Denge kelimesi bazen yanıltıcı oluyor
İş-yaşam dengesi diye bir tabir var, sıklıkla duyduğumuz. Siz bu alanları gerçekten ayırabiliyor musunuz? Ya da bu alan gerçekten birbirinden ayrı düşünülebilir mi?
Denge kelimesi bazen yanıltıcı ve hatta zorlayıcı olabiliyor çünkü hayatın iki tarafını keskin bir şekilde ayırmak pek mümkün değil, en azından benim için değil. Tek bir insanım ve ne beynimi, ne de kalbimi “Burası işe, burası özel yaşama ait” diye keskin çizgilerle bölemiyorum.
İşimi çok seviyorum ama aynı zamanda ailemin, arkadaşlarımın ve hobilerimin hayatımdaki yeri tartışılmaz. İki alanın birbirini beslediğine inanıyorum: İşteki enerjim ve performansım özel hayatımdaki denge ve huzurla, özel hayatımdaki huzurumsa işteki performansım ve tatminimle doğru orantılı bence.
Özel bir hobiniz var mı? Ne yapmaktan hoşlanırsınız?
Özellikle futbol, voleybol ve Formula 1 takip etmekten inanılmaz keyif alıyorum. Son yıllarda ise ailemle yelken öğrenmeye merak sardık ve geçtiğimiz yaz ilk defa ailece denize açılma fırsatı bulduk. Teknede olmak, iş temposundan uzaklaşmak ve sevdiklerimle birlikte daha sade bir yaşam deneyimlemek bana büyük keyif veriyor. Yelken hem bedensel hem de zihinsel olarak yenilenmemi sağlıyor ve kısa sürede hayatımda özel bir yer edindi.
Kaçış alanlarınız neler? Durup nefes almak istediğinizde ne yaparsınız?

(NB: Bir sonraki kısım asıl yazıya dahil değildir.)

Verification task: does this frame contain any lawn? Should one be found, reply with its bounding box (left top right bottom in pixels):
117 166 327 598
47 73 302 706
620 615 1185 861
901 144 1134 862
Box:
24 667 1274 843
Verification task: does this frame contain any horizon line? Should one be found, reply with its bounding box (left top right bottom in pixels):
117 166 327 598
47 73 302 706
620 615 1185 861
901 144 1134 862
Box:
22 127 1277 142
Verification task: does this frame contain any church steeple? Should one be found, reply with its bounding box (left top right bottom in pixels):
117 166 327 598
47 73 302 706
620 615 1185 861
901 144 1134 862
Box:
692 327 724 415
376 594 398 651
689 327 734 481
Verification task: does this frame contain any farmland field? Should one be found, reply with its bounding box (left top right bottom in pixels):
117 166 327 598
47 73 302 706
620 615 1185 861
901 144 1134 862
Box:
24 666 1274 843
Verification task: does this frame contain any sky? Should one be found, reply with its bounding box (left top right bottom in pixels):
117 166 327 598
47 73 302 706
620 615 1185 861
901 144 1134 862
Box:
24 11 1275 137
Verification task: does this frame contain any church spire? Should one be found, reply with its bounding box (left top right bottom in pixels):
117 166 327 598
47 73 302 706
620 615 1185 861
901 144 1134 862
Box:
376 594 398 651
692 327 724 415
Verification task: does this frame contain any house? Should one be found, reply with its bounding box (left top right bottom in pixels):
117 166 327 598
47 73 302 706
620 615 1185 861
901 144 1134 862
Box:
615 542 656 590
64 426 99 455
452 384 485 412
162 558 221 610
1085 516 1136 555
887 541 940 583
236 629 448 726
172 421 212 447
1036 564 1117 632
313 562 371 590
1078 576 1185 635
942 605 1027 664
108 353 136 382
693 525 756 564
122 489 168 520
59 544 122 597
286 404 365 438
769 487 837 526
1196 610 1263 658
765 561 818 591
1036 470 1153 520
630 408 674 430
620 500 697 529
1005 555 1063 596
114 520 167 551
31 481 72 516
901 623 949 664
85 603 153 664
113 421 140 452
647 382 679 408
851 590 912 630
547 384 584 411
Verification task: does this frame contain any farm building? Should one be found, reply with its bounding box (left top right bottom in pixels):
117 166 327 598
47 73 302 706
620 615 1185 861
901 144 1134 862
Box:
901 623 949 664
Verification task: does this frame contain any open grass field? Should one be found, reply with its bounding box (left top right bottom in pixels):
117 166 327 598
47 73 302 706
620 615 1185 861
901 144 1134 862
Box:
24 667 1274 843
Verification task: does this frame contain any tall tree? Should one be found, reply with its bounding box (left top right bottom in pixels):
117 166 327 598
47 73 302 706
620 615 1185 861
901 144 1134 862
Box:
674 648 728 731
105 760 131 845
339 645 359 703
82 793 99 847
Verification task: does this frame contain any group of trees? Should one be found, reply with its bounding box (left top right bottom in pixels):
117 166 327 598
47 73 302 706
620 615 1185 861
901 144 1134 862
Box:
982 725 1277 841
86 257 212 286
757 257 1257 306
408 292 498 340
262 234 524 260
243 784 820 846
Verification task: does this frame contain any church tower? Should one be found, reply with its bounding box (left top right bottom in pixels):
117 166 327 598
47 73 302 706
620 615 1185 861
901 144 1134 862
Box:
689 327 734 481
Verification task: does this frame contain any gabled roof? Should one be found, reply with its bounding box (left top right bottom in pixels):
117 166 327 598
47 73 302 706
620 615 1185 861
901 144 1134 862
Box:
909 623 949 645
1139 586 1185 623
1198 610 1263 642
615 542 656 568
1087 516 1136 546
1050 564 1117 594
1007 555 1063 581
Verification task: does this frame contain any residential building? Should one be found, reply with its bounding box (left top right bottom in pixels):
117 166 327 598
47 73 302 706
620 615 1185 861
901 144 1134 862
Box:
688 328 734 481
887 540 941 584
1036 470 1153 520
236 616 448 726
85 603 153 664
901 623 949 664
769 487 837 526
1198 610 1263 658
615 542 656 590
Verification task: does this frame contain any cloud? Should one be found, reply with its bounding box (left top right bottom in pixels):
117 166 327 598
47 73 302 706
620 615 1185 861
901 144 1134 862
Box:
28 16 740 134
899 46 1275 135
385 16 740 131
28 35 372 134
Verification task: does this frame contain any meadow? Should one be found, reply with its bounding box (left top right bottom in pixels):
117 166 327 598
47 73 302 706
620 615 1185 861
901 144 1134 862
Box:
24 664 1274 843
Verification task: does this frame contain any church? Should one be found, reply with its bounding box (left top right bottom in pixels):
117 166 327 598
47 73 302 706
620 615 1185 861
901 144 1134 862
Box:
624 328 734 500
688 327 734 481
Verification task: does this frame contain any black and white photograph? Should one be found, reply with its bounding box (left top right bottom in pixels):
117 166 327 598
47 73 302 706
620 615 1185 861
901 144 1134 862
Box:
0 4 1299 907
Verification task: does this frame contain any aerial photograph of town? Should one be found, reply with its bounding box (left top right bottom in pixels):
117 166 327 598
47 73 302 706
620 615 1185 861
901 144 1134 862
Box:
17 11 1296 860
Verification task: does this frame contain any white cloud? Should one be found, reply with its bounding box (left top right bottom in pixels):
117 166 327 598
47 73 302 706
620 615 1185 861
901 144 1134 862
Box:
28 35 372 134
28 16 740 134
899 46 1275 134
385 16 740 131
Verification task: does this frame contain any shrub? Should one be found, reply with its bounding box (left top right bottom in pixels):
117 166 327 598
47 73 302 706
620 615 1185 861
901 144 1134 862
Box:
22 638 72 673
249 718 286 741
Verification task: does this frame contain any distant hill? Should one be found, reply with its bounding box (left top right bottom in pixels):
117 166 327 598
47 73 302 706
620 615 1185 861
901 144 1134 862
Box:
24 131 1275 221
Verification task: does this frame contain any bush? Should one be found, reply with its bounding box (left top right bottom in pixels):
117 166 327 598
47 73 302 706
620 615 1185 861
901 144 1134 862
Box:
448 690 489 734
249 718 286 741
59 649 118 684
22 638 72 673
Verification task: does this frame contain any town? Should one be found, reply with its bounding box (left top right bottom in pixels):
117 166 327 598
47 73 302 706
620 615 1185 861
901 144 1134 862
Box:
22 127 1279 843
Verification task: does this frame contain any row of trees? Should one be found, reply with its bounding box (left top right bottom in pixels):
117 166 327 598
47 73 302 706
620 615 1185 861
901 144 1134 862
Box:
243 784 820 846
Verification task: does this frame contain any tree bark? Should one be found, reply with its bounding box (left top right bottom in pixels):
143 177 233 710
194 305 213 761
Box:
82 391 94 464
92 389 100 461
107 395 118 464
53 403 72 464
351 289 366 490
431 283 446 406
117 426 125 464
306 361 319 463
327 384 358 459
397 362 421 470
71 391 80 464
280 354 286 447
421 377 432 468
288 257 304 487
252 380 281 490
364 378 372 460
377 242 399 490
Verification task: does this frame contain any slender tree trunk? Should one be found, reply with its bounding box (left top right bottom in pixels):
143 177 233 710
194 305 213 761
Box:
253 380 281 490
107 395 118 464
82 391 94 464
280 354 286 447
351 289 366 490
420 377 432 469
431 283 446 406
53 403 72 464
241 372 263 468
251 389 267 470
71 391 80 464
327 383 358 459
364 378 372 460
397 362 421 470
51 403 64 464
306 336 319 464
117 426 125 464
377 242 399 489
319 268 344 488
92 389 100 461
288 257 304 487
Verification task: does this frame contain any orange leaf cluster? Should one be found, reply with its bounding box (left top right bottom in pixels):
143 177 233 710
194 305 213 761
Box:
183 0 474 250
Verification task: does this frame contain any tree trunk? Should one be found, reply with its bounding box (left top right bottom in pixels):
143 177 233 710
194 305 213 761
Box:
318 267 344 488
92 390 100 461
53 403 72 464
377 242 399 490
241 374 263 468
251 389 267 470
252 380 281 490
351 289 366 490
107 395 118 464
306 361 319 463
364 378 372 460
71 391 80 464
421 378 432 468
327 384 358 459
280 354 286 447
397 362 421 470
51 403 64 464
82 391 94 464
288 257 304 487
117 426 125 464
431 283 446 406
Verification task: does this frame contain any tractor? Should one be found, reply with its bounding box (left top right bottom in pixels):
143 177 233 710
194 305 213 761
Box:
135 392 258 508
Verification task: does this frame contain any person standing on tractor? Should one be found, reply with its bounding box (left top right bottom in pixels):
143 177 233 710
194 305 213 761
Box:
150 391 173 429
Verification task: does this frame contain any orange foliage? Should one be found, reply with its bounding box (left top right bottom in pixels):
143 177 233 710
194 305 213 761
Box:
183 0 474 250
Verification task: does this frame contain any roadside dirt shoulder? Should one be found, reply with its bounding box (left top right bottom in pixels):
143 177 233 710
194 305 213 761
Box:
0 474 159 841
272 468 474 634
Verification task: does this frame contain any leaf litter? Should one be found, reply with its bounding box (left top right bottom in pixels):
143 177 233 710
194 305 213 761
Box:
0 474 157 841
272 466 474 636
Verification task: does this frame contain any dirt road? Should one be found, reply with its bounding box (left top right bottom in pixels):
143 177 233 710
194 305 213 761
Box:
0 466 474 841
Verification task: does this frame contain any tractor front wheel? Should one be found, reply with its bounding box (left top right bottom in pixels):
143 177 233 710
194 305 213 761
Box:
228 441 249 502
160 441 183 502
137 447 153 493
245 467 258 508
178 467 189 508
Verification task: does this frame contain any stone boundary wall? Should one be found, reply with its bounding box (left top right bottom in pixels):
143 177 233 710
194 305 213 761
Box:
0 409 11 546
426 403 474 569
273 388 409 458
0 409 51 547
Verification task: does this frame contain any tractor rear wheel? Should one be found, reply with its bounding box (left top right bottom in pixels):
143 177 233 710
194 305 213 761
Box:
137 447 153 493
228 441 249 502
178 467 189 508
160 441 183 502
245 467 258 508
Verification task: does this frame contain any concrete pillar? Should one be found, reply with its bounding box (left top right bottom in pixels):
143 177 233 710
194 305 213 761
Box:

Bazen kahvemi alır sessiz bir köşede okurum, bazen uzun uzun müzik dinlerim, bazen ormanda yürüyüş yaparım, bazen lego yapmak ya da spor yapmak gibi yalnızca o anda kalmamı sağlayacak bir şeylerle uğraşırım, bazen de güzel bir sohbet ararım. Bunların hepsi aslında sizin de sorunuzda söylediğiniz gibi bana nefes aldıran, beni günlük düşüncelerden ve telaşlardan uzaklaştıran alanlar.